Far too much focus has been on the umpire, Jim Joyce, who incorrectly called safe the Cleveland Indians runner, Jason Donald. SportsCenter focused on highlights of the 1985 World Series, when a similar close play at first base with a pitcher covering was missed by the umpire in the ninth inning. The Kansas City Royals rallied for a Game 6 victory, then won the championship the next day.
Far too little focus was shown to the young pitcher and to any comparison the Haddix gem, which was even more impressive and more unjust. Galarraga is a 28-year-old right-hander from Venezuela. Wednesday’s start was his third this season and 57th of his journeyman career.

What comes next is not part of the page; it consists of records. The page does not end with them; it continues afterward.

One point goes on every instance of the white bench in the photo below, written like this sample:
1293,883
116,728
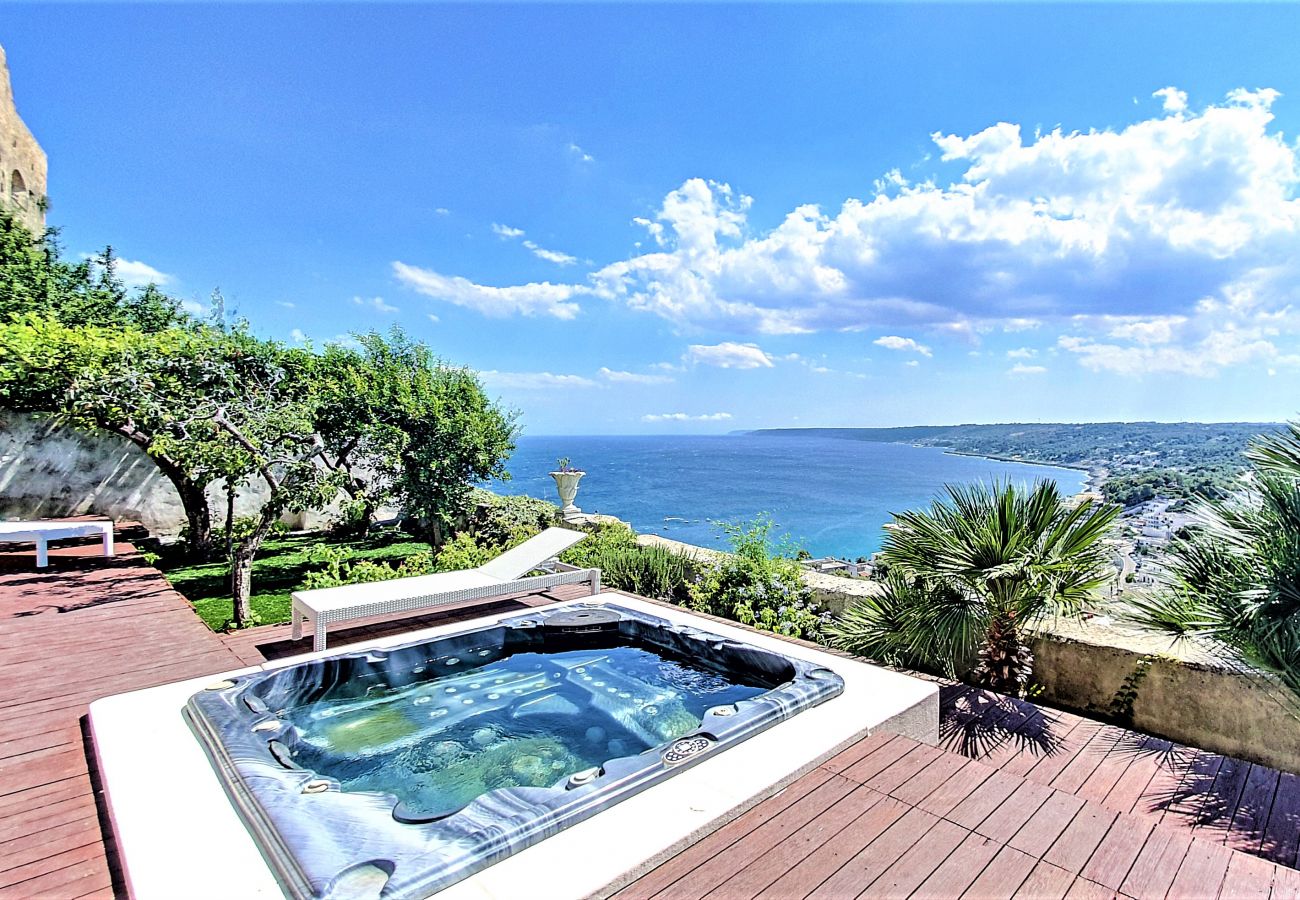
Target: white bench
42,532
499,576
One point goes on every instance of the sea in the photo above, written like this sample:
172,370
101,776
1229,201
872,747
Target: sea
827,496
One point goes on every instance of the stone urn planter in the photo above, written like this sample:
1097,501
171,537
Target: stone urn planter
566,483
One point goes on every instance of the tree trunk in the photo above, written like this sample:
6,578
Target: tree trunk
230,519
1005,661
193,494
241,569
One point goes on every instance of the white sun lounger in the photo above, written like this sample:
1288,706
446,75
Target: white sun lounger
42,532
502,575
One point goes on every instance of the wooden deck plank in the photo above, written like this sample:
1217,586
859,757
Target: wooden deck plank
918,862
1073,754
862,748
1002,877
927,780
957,788
1045,882
1014,812
1201,872
1182,804
1248,878
813,870
983,799
885,756
1153,756
1086,890
1157,864
1043,829
878,856
768,868
1286,885
1114,856
1282,833
1252,810
1075,846
716,842
960,870
762,840
892,778
1220,804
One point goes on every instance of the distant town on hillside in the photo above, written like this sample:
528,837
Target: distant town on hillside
1131,462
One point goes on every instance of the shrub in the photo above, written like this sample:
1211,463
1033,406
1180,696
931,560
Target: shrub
601,540
339,569
757,587
649,571
498,520
463,552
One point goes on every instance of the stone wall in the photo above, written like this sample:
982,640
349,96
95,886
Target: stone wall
24,168
50,471
1181,695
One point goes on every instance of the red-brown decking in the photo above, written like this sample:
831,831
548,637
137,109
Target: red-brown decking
1018,801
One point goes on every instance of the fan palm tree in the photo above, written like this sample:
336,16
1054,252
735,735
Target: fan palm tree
1234,578
974,574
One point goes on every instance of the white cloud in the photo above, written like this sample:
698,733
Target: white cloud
506,232
375,303
550,255
633,377
728,355
531,299
135,273
683,416
895,342
533,380
1203,358
1174,99
1178,215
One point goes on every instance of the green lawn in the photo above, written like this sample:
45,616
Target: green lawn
278,571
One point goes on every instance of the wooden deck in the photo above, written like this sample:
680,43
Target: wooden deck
1018,801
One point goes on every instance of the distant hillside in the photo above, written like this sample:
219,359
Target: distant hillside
1136,459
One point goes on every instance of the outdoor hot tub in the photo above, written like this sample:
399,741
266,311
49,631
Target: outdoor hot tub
403,770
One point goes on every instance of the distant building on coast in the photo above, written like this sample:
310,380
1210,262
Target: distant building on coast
831,566
22,163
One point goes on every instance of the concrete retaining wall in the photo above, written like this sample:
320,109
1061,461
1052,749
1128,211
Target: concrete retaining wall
50,471
1182,696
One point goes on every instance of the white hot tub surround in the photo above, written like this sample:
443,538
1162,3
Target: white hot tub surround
169,808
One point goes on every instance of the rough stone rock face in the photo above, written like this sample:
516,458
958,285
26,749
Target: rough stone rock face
50,471
24,168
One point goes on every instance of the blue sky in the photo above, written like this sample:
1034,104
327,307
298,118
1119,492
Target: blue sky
670,219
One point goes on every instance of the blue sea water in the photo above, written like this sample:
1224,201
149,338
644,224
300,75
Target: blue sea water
828,496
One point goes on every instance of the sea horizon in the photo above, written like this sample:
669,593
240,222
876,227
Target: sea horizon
827,496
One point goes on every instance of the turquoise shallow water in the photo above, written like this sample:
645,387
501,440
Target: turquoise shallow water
830,496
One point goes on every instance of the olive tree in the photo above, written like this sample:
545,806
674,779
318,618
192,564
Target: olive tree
402,425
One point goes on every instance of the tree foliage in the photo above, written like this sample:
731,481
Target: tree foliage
974,574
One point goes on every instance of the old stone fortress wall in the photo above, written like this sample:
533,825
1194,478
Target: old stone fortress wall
22,163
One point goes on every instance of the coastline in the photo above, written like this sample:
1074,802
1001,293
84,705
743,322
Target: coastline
1092,484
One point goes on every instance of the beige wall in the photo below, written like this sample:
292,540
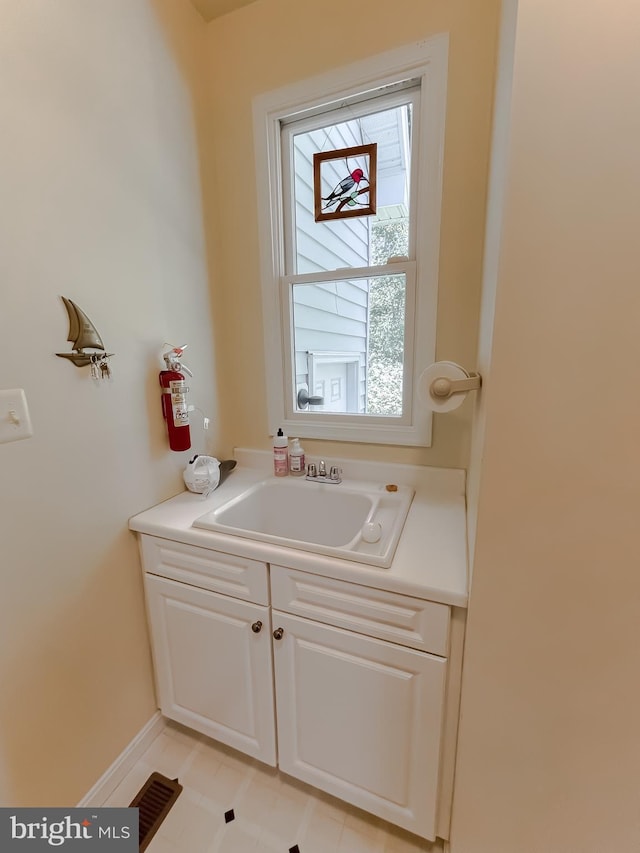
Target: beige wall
100,201
549,753
272,43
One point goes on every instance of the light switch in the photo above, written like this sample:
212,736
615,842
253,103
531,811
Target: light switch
15,423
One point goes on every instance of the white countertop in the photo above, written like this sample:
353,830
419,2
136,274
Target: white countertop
431,558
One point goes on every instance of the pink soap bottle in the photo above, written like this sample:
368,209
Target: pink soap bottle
280,454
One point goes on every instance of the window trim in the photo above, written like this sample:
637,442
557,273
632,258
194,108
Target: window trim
426,60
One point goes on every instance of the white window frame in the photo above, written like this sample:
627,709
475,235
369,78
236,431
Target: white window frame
427,61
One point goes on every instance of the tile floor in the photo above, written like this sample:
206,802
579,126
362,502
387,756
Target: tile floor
273,813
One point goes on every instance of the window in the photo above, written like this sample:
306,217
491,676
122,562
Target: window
349,189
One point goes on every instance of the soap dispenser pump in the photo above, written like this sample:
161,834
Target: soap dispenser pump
280,454
296,458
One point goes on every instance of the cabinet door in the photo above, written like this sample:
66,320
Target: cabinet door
361,719
213,666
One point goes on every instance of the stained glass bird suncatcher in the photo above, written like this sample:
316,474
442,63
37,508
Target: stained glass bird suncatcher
355,192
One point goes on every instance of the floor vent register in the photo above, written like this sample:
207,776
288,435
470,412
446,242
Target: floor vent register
154,800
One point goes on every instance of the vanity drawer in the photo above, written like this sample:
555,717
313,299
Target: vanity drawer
401,619
214,570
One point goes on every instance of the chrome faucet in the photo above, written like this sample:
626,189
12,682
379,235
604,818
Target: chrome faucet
318,473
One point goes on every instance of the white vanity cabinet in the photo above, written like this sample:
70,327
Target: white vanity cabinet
355,680
359,716
212,652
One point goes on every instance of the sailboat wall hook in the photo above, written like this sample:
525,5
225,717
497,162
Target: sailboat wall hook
83,335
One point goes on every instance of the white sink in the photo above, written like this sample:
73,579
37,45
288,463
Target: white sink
353,520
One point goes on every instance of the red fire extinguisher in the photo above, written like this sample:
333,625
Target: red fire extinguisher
174,399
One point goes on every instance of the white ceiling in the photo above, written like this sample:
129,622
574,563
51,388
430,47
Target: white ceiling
210,9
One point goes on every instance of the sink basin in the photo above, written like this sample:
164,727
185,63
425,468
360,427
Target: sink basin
353,520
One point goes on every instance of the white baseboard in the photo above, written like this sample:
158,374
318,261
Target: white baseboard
112,777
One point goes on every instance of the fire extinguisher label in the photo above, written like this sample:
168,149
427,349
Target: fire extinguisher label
178,390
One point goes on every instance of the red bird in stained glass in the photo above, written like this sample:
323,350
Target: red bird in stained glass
343,190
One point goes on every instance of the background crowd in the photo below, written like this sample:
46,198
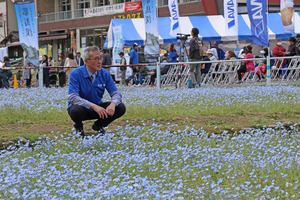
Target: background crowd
59,72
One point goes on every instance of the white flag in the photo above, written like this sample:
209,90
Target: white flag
174,12
231,17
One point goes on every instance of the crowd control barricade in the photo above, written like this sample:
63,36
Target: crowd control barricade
224,72
221,72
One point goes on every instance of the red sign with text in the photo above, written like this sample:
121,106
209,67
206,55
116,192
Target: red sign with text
133,6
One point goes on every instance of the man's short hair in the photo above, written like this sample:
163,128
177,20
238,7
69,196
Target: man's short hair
86,52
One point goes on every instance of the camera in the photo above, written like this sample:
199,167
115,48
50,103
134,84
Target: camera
181,36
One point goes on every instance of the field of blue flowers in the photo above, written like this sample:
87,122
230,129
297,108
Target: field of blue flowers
156,160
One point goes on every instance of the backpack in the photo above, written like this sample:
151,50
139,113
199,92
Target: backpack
200,47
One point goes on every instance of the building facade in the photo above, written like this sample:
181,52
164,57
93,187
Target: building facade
89,20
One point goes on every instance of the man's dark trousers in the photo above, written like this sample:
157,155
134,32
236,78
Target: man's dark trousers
79,114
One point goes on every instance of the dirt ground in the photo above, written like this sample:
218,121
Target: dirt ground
212,124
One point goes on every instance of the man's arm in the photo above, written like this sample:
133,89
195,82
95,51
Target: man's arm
75,99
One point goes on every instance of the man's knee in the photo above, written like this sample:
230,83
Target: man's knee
121,109
76,111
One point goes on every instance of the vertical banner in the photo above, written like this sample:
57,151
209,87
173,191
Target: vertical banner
287,13
231,17
258,18
73,41
174,12
27,26
3,53
151,29
50,50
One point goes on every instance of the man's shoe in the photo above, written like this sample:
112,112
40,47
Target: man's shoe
99,129
79,131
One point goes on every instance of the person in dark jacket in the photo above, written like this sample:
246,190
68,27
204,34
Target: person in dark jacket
46,78
163,70
79,60
61,71
8,72
194,54
142,71
106,59
173,54
298,44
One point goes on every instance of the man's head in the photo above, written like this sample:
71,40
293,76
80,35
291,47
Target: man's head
135,46
92,58
278,42
121,54
195,32
292,40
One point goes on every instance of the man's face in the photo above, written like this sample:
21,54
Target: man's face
95,61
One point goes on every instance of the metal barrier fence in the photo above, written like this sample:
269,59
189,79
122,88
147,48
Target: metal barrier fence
224,72
220,72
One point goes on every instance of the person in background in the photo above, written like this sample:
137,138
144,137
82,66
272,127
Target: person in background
50,62
248,65
9,73
142,71
61,71
195,56
123,69
163,70
279,51
209,57
46,78
134,59
79,60
292,47
218,53
298,44
173,54
86,89
106,59
27,72
70,62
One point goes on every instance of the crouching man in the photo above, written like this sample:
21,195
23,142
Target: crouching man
87,85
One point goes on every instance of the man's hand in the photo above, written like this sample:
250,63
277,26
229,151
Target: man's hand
110,110
101,111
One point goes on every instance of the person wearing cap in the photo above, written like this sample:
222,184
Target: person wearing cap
87,86
123,69
106,59
298,44
248,65
194,54
79,60
134,59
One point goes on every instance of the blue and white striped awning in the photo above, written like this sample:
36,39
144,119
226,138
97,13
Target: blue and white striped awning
211,28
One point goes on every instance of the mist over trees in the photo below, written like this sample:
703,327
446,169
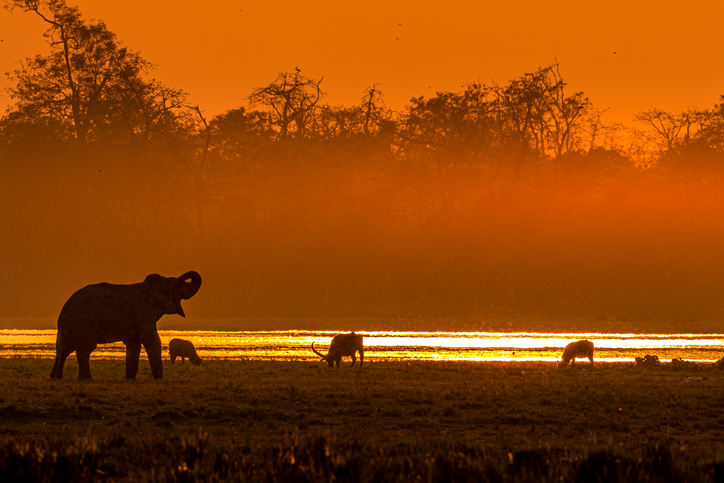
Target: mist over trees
508,200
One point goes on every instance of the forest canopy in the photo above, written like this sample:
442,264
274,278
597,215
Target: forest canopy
507,199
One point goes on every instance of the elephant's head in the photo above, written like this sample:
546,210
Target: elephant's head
168,292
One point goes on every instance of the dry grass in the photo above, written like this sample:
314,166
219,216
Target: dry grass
389,421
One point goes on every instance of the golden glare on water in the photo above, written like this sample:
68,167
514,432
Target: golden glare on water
434,346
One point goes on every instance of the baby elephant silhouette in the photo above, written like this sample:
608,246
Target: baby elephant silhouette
183,348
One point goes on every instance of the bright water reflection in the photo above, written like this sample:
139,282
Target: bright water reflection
470,346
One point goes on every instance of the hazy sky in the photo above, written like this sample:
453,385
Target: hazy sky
626,56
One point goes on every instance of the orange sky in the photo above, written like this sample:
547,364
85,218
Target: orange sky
668,54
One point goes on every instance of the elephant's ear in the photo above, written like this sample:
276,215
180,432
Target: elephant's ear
161,295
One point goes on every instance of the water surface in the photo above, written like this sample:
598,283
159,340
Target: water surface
390,345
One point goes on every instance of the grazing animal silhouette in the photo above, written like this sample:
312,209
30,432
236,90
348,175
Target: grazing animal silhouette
344,345
580,348
183,348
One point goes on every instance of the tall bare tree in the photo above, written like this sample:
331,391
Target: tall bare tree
291,101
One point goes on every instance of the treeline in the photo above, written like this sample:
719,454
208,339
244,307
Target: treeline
511,199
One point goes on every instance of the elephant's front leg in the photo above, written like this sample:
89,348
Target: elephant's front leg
133,353
152,344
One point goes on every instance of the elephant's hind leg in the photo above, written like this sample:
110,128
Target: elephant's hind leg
83,364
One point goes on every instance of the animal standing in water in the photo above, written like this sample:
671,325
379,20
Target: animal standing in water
105,313
183,348
344,345
580,348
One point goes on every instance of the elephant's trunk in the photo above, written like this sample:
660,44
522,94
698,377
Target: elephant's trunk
187,289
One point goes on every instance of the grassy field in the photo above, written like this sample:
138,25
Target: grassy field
302,421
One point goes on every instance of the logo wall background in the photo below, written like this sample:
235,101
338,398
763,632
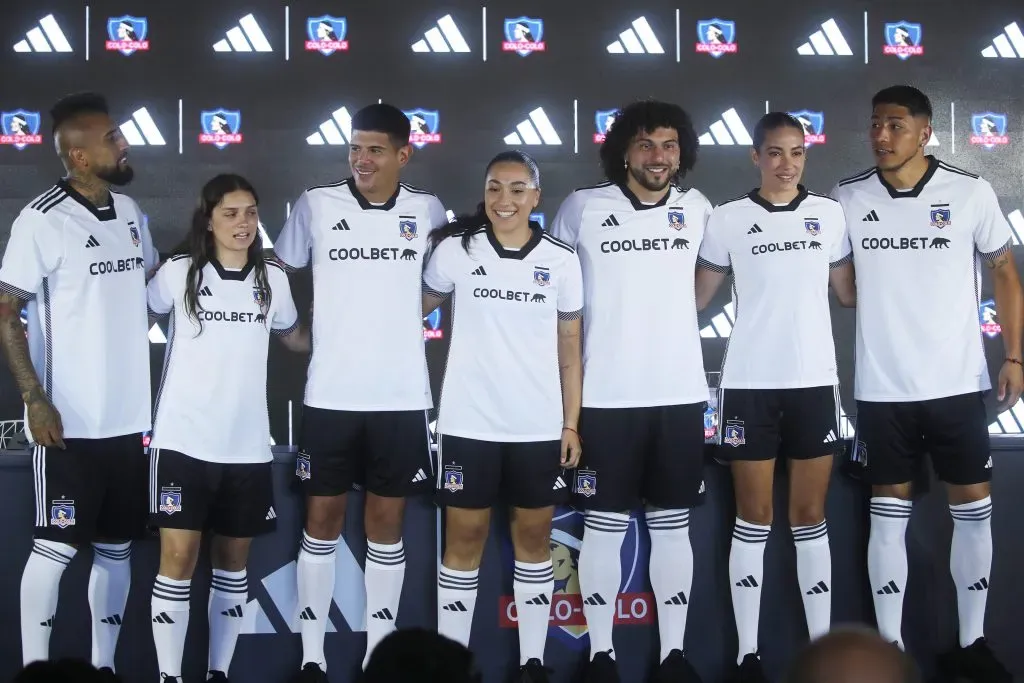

His previous start was 11 days prior. He threw a 28-out perfect game, as we all know by now, but the official record books show that he crafted a complete-game, one-hit masterpiece.
Haddix was a 33-year-old left-hander with the Pittsburgh Pirates on May 26, 1959, when he faced the Braves in Atlanta. This was a Braves team that had gone to the previous two World Series and boasted a lineup that included future Hall of Famers Eddie Mathews and Hank Aaron. They went a combined 0-for-8 in that game.
Haddix retired 27 consecutive batters over the first nine innings. Ordinarily, that would be a perfect game. But the Braves Lew Burdette matched Haddix with zeros on the scoreboard. They continued to shut down the batters in innings 10, 11 and 12. When Haddix went to the mound in the bottom of the 13th, he had set down 36 straight Braves, but it was still 0-0. First, the perfect game went when Felix Mantilla, a substitute second baseman, reached safely on an error. After a sacrifice bunt, Haddix intentionally walked Aaron. Haddix still had a no-hitter going when Joe Adcock smashed a home run. Adcock never scored because he passed Aaron on the base paths. He was credited with a double, and the Braves won 1-0. (See the box score.)
Haddix had other highlights in his 14-year career, which was spent with five teams. He had a 136-113 record with 1,575 strikeouts, a 3.63 ERA, 99 complete games and 21 shutouts. He started and won Game 5 of the 1960 World Series against the Yankees, then helped the Pirates upset the Bronx Bombers in Game 7 as a reliever.
So when you’re feeling sorry for Galarraga and Joyce, think not of blown calls but remember and honor Harvey Haddix. He and Galarraga share imperfect perfection.